You can claim equipment you keep to use in your business, such as computers or printers, if you use cash basis accounting. If you use traditional accounting, claim it as a capital allowance.

You cannot claim for any non-business use of premises, phones or other office resources.

Stationery

You can claim expenses for phone; mobile; internet; postage; stationery; printing; printer ink; and computer software that your business uses for less than two years.

You can also claim for computer software if it has a licence requiring regular payments. Claim other business software as capital allowances, unless you use cash accounting.

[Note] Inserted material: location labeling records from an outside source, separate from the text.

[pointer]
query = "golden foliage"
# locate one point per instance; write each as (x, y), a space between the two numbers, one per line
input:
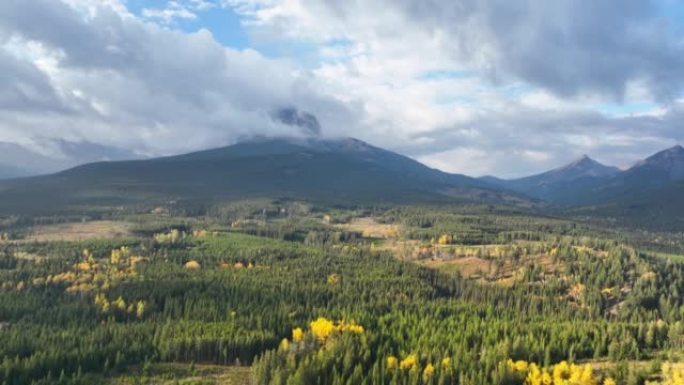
(445, 239)
(672, 374)
(561, 374)
(428, 372)
(333, 279)
(297, 335)
(409, 362)
(322, 328)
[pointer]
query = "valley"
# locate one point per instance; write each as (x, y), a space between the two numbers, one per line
(254, 264)
(270, 292)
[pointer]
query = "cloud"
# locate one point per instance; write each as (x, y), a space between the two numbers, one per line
(471, 86)
(569, 47)
(525, 82)
(304, 120)
(106, 77)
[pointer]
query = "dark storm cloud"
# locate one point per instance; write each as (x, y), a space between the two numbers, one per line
(109, 78)
(304, 120)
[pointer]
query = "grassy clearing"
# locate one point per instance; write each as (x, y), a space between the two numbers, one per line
(183, 374)
(81, 231)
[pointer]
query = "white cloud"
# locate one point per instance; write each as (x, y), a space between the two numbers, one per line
(468, 86)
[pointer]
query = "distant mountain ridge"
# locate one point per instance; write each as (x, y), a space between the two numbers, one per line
(339, 170)
(561, 184)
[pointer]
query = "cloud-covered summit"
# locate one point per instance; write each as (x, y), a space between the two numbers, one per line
(472, 86)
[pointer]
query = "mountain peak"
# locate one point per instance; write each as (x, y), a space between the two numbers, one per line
(587, 167)
(669, 161)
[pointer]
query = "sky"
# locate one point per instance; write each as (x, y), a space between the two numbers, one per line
(502, 87)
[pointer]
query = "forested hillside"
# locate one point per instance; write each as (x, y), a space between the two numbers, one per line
(319, 295)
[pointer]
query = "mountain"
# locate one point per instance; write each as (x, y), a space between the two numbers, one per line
(342, 171)
(560, 185)
(9, 172)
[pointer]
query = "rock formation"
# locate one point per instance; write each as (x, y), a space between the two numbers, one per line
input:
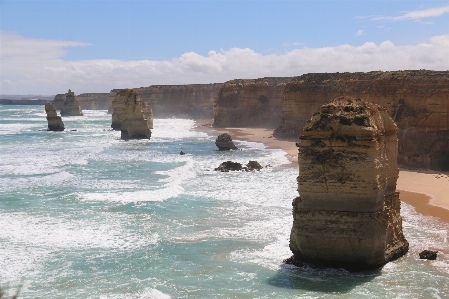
(224, 142)
(58, 101)
(134, 123)
(93, 101)
(250, 103)
(182, 101)
(54, 121)
(119, 108)
(348, 212)
(416, 100)
(71, 105)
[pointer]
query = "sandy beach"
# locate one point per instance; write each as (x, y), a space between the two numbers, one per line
(427, 191)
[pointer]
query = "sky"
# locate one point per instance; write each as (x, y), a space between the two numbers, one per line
(47, 47)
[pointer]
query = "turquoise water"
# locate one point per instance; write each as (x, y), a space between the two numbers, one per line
(84, 214)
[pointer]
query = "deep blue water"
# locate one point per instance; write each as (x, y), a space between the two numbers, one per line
(84, 214)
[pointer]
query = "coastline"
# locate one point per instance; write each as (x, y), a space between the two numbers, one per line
(427, 191)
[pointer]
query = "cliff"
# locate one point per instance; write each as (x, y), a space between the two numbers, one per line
(135, 123)
(348, 212)
(250, 103)
(54, 121)
(58, 101)
(183, 101)
(93, 101)
(418, 101)
(71, 105)
(120, 108)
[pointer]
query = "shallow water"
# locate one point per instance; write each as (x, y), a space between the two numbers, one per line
(84, 214)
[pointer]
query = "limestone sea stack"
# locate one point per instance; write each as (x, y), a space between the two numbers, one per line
(119, 106)
(54, 121)
(71, 105)
(134, 124)
(348, 212)
(224, 142)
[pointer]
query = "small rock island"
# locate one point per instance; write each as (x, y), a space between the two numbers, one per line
(131, 115)
(71, 105)
(54, 121)
(348, 212)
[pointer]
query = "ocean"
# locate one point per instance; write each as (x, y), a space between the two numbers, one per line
(84, 214)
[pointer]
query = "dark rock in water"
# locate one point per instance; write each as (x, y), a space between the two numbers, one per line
(224, 142)
(54, 121)
(253, 165)
(229, 166)
(428, 255)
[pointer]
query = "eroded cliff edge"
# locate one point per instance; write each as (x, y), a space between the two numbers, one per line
(250, 103)
(348, 212)
(418, 101)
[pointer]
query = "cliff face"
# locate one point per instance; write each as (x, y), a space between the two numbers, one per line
(58, 101)
(250, 102)
(71, 105)
(418, 101)
(348, 212)
(54, 121)
(120, 107)
(93, 101)
(183, 101)
(134, 124)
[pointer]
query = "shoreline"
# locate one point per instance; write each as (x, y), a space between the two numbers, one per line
(427, 191)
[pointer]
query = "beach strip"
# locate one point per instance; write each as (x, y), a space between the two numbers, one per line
(427, 191)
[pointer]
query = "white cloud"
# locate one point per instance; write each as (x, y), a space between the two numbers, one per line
(417, 14)
(43, 71)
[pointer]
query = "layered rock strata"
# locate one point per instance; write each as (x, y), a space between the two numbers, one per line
(134, 123)
(58, 101)
(93, 101)
(119, 108)
(224, 142)
(54, 121)
(250, 103)
(416, 100)
(183, 101)
(71, 105)
(348, 212)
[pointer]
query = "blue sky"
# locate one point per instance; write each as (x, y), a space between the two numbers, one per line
(94, 46)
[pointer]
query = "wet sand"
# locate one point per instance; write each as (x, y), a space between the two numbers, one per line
(427, 191)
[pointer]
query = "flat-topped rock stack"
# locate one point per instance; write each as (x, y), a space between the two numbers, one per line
(71, 105)
(119, 106)
(58, 101)
(54, 121)
(348, 212)
(133, 117)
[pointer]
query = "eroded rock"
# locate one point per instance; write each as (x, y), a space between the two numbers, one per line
(134, 123)
(54, 121)
(224, 142)
(428, 255)
(348, 212)
(71, 105)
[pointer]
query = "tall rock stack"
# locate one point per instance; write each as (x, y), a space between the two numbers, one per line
(71, 105)
(134, 123)
(348, 212)
(119, 106)
(58, 101)
(54, 121)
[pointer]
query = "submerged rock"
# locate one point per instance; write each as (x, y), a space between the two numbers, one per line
(134, 124)
(348, 214)
(428, 255)
(54, 121)
(71, 105)
(224, 142)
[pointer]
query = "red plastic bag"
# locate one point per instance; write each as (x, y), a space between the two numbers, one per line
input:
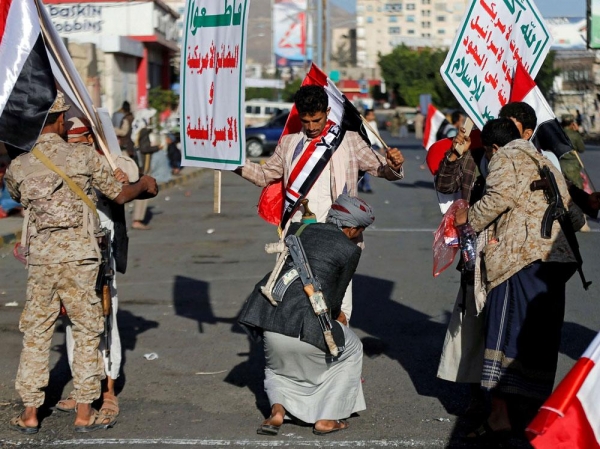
(270, 203)
(445, 242)
(587, 187)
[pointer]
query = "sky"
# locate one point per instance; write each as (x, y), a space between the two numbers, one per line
(548, 8)
(562, 8)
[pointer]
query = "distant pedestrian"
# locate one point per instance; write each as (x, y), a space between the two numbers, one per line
(302, 377)
(63, 261)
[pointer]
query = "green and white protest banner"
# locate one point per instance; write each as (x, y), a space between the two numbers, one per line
(213, 59)
(492, 37)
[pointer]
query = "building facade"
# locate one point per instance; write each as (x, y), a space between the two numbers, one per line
(383, 25)
(130, 46)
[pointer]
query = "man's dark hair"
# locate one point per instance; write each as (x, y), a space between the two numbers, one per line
(499, 131)
(455, 117)
(567, 121)
(52, 117)
(311, 99)
(521, 112)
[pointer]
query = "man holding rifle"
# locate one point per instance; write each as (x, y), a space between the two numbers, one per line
(527, 267)
(339, 175)
(314, 361)
(113, 248)
(55, 182)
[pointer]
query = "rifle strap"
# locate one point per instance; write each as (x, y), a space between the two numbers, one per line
(89, 208)
(301, 229)
(74, 187)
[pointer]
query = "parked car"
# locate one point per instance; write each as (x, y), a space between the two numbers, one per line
(262, 140)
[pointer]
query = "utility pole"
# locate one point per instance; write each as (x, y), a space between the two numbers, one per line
(327, 35)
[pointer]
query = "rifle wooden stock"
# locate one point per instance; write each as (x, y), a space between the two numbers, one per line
(310, 291)
(106, 305)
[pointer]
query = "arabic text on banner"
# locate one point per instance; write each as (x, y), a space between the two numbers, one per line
(292, 39)
(493, 36)
(212, 80)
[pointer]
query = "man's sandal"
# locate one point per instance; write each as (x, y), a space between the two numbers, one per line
(110, 406)
(67, 405)
(18, 425)
(97, 421)
(340, 424)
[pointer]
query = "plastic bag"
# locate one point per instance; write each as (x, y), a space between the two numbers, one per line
(445, 242)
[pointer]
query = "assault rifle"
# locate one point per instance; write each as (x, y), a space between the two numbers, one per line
(312, 288)
(103, 284)
(556, 211)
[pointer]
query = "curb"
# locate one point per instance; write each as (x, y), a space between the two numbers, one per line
(10, 238)
(16, 236)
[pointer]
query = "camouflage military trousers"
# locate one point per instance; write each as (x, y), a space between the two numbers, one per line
(71, 283)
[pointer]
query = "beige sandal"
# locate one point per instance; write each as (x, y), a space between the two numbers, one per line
(110, 406)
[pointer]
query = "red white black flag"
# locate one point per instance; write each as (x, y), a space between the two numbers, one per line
(435, 123)
(27, 85)
(548, 134)
(277, 202)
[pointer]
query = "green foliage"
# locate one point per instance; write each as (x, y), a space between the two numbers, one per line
(268, 93)
(290, 89)
(545, 77)
(410, 73)
(162, 99)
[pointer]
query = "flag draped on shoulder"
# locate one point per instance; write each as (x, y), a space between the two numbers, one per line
(27, 85)
(548, 134)
(278, 202)
(435, 122)
(570, 418)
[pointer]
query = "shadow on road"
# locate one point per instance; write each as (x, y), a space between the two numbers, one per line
(415, 185)
(130, 326)
(405, 335)
(191, 300)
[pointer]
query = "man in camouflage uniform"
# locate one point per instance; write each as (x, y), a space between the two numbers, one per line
(569, 163)
(63, 261)
(526, 278)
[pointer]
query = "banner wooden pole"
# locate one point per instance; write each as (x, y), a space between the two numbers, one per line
(584, 170)
(460, 148)
(217, 192)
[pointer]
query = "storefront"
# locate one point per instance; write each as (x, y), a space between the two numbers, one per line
(134, 42)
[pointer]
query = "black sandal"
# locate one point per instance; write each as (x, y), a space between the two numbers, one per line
(268, 429)
(485, 433)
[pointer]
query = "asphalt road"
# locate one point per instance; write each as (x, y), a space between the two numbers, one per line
(187, 279)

Rents, rates, power and insurance costs

You can claim rent for business premises; business and water rates; utility bills; property insurance; and security. You can also claim for using your home as an office, but only the part that is used for business.

Business premises

You cannot claim expenses or allowances for buying buildings. But you can claim for repairs and maintenance of business premises and equipment.

For alterations to install or replace equipment, claim allowable expenses for cash accounting, or capital allowances for traditional accounting.

You can also claim capital allowances for some integral parts of a building, such as water heating systems.

Car, van and travel expenses

You can claim expenses for vehicle insurance; repairs; servicing; fuel; parking; hire charges; vehicle licence fees; breakdown cover; train, bus, air and taxi fares; hotel rooms; and meals on overnight business trips.

You cannot claim for non-business driving or travel costs; fines; and travel between home and work.

Buying vehicles

If you use traditional accounting and buy a vehicle for your business, claim it as a capital allowance.

For cash accounting, you can claim a car as a capital allowance, providing you are not using simplified expenses. Claim all other types of vehicle as allowable expenses.

Keeping receipts

You should keep receipts of business expenses in case HMRC wants to check them. You should keep them for at least five years after the 31 January submission deadline of the relevant tax year.

Expenses sorted

When starting out as self-employed, dealing with expenses can seem a daunting task. By now, you should be feeling much clearer about which expenses scheme is best for you - simplified or actual costs; what you can and cannot claim; and how to do the calculations.

Claiming expenses is an important way to reduce your tax bill and boost your profits, so make you sure you get it right.